自然観察会は、毎年5月から10月までの毎日曜日、10時から12時までメンバーがガイドをして園内を歩きます。このほか、バードウォッチング、ホタル観察会、戸隠高原の自然に触れながら歩くネイチャーウォーク、スノーシューを履いて歩く雪上観察会などを行っており、県外からの参加者やリピーターが増えています。

単に花・植物の名前を伝えるのではなく、五感で移り変わる自然に触れ、その神秘を感じてもらうこと、そこから自然の大切さを理解してほしいのです。

森林植物園ができてから半世紀を超えました。長年の活動から感じるのは戸隠の冬の変化です。雪が少なくなっており、サラサラした雪から湿った雪に変わってきています。また、園内にはバリアフリー木道があるのですが老朽化のため撤去が予定されています。バリアフリー化を進める社会の流れに逆行しています。市、県、国をあげてこの環境、施設を守っていくべきです。

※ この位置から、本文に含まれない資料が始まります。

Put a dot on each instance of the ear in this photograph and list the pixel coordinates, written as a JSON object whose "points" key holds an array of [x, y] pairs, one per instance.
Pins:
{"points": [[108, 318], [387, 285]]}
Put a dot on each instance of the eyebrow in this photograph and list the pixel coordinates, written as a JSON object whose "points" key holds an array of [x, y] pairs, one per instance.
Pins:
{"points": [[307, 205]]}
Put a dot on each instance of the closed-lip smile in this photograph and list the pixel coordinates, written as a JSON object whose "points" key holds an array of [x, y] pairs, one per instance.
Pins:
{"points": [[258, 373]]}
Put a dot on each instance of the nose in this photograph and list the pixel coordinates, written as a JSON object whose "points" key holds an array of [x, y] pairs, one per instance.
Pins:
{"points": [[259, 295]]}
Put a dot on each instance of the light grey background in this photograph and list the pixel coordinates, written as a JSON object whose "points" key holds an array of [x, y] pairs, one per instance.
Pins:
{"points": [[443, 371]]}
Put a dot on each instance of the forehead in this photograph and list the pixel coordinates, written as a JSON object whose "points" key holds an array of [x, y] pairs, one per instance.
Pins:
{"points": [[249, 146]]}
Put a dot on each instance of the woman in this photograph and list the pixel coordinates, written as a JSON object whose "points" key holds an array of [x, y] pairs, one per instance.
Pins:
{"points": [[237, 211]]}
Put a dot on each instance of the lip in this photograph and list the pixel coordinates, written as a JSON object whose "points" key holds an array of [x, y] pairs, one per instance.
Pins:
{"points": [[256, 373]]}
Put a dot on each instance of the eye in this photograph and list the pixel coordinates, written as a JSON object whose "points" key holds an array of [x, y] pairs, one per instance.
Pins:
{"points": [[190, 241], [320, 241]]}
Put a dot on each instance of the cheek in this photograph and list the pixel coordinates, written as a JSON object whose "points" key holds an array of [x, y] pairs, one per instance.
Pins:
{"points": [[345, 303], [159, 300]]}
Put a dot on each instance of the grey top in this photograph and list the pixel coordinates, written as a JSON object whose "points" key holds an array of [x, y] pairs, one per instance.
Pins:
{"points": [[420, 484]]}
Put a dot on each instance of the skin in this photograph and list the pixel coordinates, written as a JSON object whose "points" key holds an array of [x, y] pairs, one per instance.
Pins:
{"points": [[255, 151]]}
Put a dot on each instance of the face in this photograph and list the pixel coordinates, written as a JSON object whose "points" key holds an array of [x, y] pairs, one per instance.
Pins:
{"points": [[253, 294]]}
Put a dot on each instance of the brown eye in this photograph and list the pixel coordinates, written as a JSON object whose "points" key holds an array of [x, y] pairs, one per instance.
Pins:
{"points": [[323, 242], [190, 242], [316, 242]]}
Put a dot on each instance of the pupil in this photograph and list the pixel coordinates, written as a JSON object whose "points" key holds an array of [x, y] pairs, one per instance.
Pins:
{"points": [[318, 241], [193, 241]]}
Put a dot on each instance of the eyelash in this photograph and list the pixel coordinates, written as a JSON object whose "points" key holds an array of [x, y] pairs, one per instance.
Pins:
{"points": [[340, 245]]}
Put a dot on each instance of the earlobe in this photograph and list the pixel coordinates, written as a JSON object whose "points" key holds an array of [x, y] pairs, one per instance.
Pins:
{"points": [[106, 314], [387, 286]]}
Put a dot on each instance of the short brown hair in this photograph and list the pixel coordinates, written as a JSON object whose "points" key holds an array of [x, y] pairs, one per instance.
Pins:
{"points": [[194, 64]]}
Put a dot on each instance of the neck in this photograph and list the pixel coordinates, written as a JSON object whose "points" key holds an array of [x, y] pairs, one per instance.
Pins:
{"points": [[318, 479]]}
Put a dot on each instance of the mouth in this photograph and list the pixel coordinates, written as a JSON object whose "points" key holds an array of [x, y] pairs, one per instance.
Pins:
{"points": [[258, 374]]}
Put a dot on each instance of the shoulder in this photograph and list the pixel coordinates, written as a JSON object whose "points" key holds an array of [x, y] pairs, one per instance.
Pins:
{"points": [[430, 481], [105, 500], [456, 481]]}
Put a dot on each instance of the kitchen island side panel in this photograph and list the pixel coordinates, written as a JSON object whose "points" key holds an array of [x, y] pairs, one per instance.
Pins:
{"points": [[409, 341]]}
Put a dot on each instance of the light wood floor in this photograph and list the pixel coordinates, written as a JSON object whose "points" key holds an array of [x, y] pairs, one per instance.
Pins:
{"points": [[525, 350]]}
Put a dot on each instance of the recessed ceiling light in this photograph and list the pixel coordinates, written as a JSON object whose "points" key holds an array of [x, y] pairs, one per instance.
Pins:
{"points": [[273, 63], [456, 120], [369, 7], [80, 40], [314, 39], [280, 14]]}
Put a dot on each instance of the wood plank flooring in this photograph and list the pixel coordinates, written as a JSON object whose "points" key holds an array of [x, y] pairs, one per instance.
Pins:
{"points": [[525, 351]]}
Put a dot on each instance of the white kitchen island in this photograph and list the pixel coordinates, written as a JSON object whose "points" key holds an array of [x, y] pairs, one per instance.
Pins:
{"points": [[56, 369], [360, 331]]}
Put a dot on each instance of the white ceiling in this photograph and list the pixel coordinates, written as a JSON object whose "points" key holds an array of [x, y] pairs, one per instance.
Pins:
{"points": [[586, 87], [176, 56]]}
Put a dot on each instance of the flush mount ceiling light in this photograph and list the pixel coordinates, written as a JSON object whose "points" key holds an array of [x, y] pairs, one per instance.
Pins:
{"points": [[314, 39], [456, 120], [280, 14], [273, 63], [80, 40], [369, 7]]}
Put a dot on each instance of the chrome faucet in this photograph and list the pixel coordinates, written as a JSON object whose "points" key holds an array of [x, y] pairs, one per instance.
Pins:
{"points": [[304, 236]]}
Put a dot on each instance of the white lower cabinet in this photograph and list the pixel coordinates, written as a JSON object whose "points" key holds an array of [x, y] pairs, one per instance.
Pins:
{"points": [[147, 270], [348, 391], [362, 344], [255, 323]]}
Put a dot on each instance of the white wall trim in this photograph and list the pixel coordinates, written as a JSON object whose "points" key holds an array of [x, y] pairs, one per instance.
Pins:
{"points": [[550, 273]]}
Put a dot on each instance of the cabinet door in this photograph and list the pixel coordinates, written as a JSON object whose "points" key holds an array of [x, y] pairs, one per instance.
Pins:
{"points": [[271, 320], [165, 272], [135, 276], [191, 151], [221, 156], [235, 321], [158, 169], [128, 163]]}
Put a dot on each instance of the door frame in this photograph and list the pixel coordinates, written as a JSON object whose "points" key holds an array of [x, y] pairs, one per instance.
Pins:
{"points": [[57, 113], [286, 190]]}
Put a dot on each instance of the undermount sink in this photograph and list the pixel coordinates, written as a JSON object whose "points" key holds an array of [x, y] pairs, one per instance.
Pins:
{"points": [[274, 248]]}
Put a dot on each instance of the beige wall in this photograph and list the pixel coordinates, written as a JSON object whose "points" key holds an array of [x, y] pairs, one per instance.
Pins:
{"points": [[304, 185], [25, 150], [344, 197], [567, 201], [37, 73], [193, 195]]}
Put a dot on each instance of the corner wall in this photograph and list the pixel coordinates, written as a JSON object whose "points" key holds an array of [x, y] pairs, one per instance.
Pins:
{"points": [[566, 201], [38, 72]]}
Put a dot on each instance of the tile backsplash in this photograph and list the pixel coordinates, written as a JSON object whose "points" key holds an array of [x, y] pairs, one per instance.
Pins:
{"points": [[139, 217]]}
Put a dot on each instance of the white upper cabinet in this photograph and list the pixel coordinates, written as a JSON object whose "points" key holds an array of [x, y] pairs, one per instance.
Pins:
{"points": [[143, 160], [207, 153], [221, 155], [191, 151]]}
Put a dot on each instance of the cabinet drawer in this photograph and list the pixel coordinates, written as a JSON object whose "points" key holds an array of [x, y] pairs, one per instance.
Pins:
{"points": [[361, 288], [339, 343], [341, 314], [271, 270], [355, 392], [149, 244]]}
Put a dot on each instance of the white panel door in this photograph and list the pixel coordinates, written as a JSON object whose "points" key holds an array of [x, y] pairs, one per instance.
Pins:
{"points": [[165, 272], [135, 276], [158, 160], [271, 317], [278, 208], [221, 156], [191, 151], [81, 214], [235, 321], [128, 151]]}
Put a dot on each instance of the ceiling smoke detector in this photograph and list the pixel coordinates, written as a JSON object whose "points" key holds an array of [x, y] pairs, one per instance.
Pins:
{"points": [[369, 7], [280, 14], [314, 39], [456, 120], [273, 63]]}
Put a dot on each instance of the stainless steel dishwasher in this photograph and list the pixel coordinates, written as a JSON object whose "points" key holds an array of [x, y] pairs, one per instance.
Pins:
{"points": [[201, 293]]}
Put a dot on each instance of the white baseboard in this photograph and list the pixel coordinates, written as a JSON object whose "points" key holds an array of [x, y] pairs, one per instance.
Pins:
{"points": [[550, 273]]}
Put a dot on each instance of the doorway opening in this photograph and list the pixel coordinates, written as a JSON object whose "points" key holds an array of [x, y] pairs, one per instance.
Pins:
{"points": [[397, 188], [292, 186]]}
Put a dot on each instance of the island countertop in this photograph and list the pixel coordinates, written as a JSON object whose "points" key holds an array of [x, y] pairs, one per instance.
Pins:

子どもたちや若い世代に私たちの催しや活動に参加し、より深く自然に親しんで欲しい。活動を通じて、心に癒しと余裕が生まれてボランティア活動に参加できる社会であってほしいと願います。

自然観察からはじまる自然保護で「環境保全の推進」を実践していきたいと考えています。より魅力ある企画を考え活動していくためにいっしょに活動する仲間も募集しています。